Other times, they can add complexity, force worker turnover, negatively influence a service provider’s culture, and become a general distraction at the CDMO.

And distractions at CDMOs are never a good thing.

It's Already A Difficult Business

The CDMO business model can be difficult to execute. Margins are often not where a growing industry would want them.

Recruiting and maintaining skilled workers is a challenge. Upgrading facilities (which themselves are expensive to build and upkeep) with the latest instrumentation and equipment is costly ... and so on. 

Not withstanding all that, the elevated financial valuations we are experiencing for CDMOs must signal we have healthy and profitable external partners.

Today your CDMO is likely to be perceived as a "growth platform" by investors.

So while valuation is not a direct proxy for customer service, CDMOs receiving infusions of financial support indicates there are lists of satisfied and returning customers, and plenty of prospects.

CDMOs must be meeting or beating customer expectations the majority of the time.

So why not? Three cheers for CDMOs commanding valuations based on years of service and management. Our service providers now compares well with those of other high-technology organizations in other industries.

Not A Perfect Investment

However, as many readers know all too well, no CDMO is perfect. Some far from it.

A CDMO worth billions can stumble on your project due to overextension, shifting priorities, or growing pains.

Conversely, a smaller, specialized CDMO — with no flashy investors — might be your most responsive and technically aligned partner.

It might be instructive, then, without ascribing any of the comments below to a specific company or deal, to paraphrase some of the difficulties customers of CDMOs have made public (or groused in private) over the years about CDMO gyrations.

  • This deal significantly expanded oral dose and drug delivery offerings, but while some praised the enhanced one-stop-shop potential, others reported cultural friction within the organization and difficulties fully integrating.
  • Integration brought new capabilities but a palpable sense of being absorbed into a larger corporate structure, with less direct access to decision-makers.
  • This was a defining deal for the sector; customers gained access to broader R&D services. However, smaller and mid-size clients feel de-prioritized post-acquisition because the “new” CDMO focuses on large-pharma accounts.
  • Onboarding became rigid and timelines longer as corporate systems replaced more local practices.
  • There’s deep concern (born of experience) over the investment firm’s stated focus on cost efficiency and “network optimization.” Some fear facility closures or deprioritization of services.
  • We began to face operational issues such as FDA warnings and facility slowdowns.
  • This is seen as a stabilizing move; customers are cautiously optimistic, but wary of ongoing changes in leadership and strategic direction.
  • There are questions around how rapid scaling impacts focus on customer-service quality, particularly for smaller clients.

Bottom line is ask questions when dollars flow to your CDMO.

What are the investors' goals, and the CDMOs mission now?

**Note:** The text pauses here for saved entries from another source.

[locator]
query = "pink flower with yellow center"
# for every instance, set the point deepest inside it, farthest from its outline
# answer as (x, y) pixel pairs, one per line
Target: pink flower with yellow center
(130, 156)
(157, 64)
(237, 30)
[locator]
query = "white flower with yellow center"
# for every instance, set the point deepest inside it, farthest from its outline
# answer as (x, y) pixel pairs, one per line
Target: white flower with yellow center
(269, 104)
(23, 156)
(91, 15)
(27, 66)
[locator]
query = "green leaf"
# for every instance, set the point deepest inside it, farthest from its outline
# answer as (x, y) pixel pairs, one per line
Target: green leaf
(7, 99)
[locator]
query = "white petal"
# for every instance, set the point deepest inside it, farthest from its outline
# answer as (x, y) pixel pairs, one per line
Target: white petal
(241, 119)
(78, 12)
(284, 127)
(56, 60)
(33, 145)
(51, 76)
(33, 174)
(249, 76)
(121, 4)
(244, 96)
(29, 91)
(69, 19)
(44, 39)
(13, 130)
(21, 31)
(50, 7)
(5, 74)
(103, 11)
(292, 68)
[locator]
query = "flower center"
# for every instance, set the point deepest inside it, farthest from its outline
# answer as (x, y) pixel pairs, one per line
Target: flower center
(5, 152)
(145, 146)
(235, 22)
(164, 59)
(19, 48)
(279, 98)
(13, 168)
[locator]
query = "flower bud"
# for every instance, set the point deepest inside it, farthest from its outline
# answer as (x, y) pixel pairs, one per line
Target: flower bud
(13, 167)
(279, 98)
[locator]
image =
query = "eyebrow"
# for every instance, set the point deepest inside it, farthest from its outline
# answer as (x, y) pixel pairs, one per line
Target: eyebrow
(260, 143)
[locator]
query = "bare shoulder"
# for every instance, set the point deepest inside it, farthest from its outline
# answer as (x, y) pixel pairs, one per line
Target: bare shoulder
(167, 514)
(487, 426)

Are investors actively shaping operations?

And stay vigilant.

Are key executives or project managers leaving?

The continued rise of private equity and valuations in the biopharma-services sector is significant.

Let’s hope this reflects what we’ve known all along. CDMOs are vital to our industry and the future of medicine. Let’s see if it means more money flowing into innovation, manufacturing capacity, more optionality and better customer service.

And by all means, keep an eye on your new valuation in the eyes of your CDMO.